ASAL ECR Seed Funding Grant Report: Dr Adelle Sefton-Rowston

ASAL ECR Seed Funding Grant Report: Dr Adelle Sefton-Rowston

YWrite Prison Writing Project

ASAL Seed grant statement: The grant secured Adelle Sefton-Rowston’s conference travel to the AAALS conference in Alaska.

“The ASAL SEED funding was invaluable to my growing project and meant that I could share my work with peers abroad. As an ECR there is an expectation to network with scholars overseas and this would not have been possible without the financial assistance offered by ASAL. I am grateful for the opportunity to present at this year’s AAALS conference in Alaska and to cut my teeth on new and critical ideas in Literary Studies. Moreover, it was an opportunity to collaborate with scholars interested in the area of creative arts education in prisons, and the many ways that texts illuminate prison transformation.”  

Overview

Graffiti constitutes a genre of writing that has been deployed by prisoners to reflect upon their circumstance, to protest their incarceration, or even to transform their understanding of their situation. Because ‘graffiti’ remains unconstrained by traditional writing conventions (of spelling, grammar, and punctuation), such writing provides a space for writers with low literacy to write more intuitively. A writer of graffiti can articulate messages with a sense of urgency, uninhibited by conventional expectations of normative writing.

This project aims to develop and deliver creative writing workshops for groups incarcerated in the NT. The workshop program hopes to teach prison inmates how to express themselves through creative writing forms of prison prose, graffiti and story-telling. The project has been initiated through this pilot in a low risk setting in the women’s prison in the Darwin region.

Aims

The aims of the project are to foster motivation and self-efficacy through creativity, which in turn can lead to improved self-image and reduced emotional stress, an increase in literacy, and more post-release opportunities (Beasley, 2015). A major outcome of the program aims to facilitate activities where detainees to share their “stories” through the publication/exhibition of their work which will in turn contribute insights into society’s understanding of this group of people.

Benefits

The most significant benefits of the prison writing program was for the inmates to participate in graffiti writing to explore who they are; what is important to them and develop an artistic relationship to the world as a ‘free’ person. This part of YWrite is a start to an extended program that will help inmates understand how storytelling can inform one’s own identity in a social and political world. The mural painting within the prison for NAIDOC week will be the exhibition on an internal level within the prison. The impact of the program will potentially contribute to both attitudinal and psychological growth in the detainees.

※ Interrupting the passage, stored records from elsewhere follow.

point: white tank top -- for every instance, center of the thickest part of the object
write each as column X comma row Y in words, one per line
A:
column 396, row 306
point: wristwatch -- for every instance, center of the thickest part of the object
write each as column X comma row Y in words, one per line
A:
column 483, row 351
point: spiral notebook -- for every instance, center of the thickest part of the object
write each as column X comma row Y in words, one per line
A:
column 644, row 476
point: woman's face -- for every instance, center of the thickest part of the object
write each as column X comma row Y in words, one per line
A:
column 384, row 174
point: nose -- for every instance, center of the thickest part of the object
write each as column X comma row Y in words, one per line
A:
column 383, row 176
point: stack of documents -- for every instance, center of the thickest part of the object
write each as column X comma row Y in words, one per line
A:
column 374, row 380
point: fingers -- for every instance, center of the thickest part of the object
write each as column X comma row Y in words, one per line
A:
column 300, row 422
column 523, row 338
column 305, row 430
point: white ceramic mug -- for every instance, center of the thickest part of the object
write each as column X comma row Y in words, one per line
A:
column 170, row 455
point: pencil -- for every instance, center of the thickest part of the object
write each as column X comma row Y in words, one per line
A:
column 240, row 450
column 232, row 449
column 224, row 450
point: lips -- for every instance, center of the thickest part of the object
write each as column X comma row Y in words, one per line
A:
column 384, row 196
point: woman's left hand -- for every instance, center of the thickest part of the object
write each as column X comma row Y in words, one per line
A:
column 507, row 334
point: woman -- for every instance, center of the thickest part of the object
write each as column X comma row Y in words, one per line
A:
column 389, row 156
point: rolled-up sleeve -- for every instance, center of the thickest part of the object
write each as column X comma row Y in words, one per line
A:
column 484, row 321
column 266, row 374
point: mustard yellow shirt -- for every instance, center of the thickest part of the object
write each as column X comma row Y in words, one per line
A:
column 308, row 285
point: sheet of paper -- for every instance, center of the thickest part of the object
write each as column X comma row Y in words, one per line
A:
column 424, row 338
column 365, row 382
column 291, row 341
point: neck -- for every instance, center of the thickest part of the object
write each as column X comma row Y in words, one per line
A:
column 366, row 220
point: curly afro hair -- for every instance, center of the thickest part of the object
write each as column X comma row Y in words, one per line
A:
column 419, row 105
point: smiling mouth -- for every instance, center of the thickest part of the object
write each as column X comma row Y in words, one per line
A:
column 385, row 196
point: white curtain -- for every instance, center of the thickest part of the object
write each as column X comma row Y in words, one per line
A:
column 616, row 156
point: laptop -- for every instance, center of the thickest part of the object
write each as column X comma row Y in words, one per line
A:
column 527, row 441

Lastly, this project has started the process to strengthen connections between Charles Darwin University (CDU) the NT Government, NT Corrections, NT Families, YWCA, Schools, Don Dale and adult prisons. 

Future directions

A more detailed report will be made available after analysis of the collected surveys and discussions with facilitators for the project. The research team will explore further grant funding options to extend the links with stakeholders to facilitate improvements of general literacy and development of creative writing tools for in-mates in the NT Prison system and youth in correctional facilities.